I campesinos messicani, come nell'epoca prerivoluzionaria, si trovano ancora una volta impoveriti dall'assenza di sussidi e crediti e dalla mancanza di mercati regionali: marginalizzati da un mercato sempre piú globalizzato, dove tra l'altro non riescono ad adeguarsi a standard di qualità a causa delle carenze tecniche e l'impossibilitá di comperare fertilizzanti adeguati. Da un lato dunque c'è un governo che dice di voler trasformare i contadini in imprenditori agricoli e accusa (giustamente) le precedenti amministrazioni di aver creato il caos nelle campagne, e intanto taglia crediti, aiuti e assistenza tecnica. D'altra parte i notabili politici del precedente regime del Pri (il Partito rivoluzionario istituzionale), che per anni hanno utilizzato la massa contadina come sottoproletariato elettorale da controlare con sistemi clientelari e sussidi paternalisti, adesso spingono quegli stessi contadini a rivendicare quello che non avevano ottenuto in 70 anni: diritto alla terra, valorizzazione corretta del loro lavoro, finanziamenti e una politica sostenibile di riordinamento del territorio.
Le preoccupazioni aumentano per quello che puó scoppiare. Giorni fa la stampa regionale e nazionale ha "riscoperto" che nelle campagne messicane circolano migliaia di armi ed operano guardie cantonali e rurali, armate e addestrate dall'esercito, per controllare il territorio e proteggere i produttori. E mentre i politici, di tutte le tendenze, discutono di come controllare questa fastidiosa e indisciplinata massa contadina e come alleviare gli annosi problemi dello sviluppo rurale, la povera gente continua ad emigrare clandestinamente, a morire di fame e di malnutrizione (ultimi esempi nella Sierra Tarahumara e nella mixteca di Oaxaca).
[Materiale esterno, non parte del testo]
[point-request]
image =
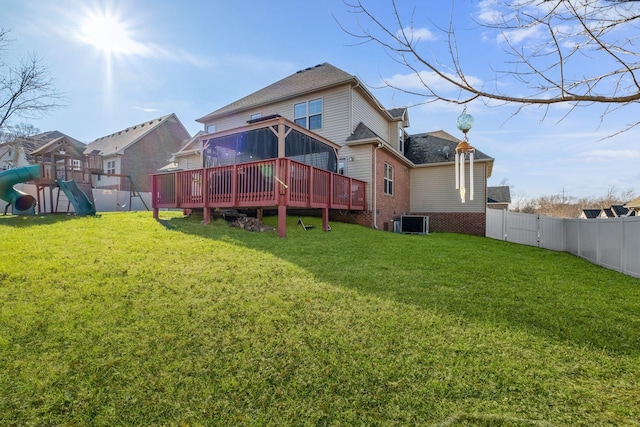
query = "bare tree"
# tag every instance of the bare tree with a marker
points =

Un problema comune in tutto il centro e sudamerica, dai Sim Tierras in Brasile ai recenti attacchi di un migliaio contadini affamati del Frente Social y Ciudadano ai supermercati di Asunción (Paraguay) alla ricerca di cibo.
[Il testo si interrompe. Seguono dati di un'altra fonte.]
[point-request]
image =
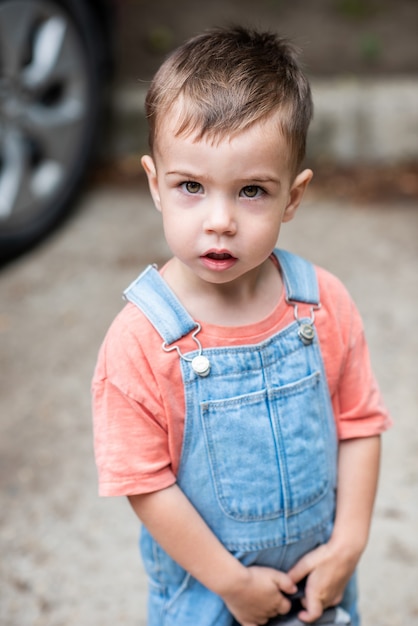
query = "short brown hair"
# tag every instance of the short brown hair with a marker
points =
(228, 79)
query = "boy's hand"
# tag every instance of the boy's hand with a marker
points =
(328, 569)
(257, 596)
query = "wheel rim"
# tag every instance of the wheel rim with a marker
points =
(44, 104)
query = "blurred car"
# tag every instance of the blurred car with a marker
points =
(55, 63)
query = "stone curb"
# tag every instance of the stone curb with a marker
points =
(370, 121)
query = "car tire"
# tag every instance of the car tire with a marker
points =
(51, 103)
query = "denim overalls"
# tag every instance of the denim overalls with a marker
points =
(259, 451)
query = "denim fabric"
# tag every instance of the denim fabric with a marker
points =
(259, 450)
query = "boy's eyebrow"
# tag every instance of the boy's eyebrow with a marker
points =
(257, 178)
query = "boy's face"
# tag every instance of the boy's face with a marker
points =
(223, 203)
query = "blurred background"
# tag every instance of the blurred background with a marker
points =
(77, 225)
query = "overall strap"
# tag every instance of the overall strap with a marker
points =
(159, 304)
(299, 278)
Soluzioni ne esistono, alcune anche ben avviate e efficienti. Ci sono circa 120.000 ettari di produzioni biologiche certificate in tutto Messico, che traducono lo sforzo, tecnico ed umano, di migliaia di piccoli e medi agricoltori di soddisfare il crescente mercato del cibo naturale: la produzione non soddisfa le richieste di esportazione del mercato verso Usa, Canada, Europa, Giappone e Singapore. Altre esperienze interessanti, concretizzate per prodotti come la tequila, i vini (in Baja California) e alcuni formaggi (nel nord del paese), è la protezione e la valorizzazione di produzioni locali attraverso il sistema della denominazione di origine controllata, ben consosciuta in Italia e in tutta Europa per lo sviluppo di mercati alternativi e regionali. Uno sforzo importante di alcune amministrazioni e municipi soprattutto del nord, in un Messico dove non esiste nessuna politica di protezione delle produzioni agricole nazionali.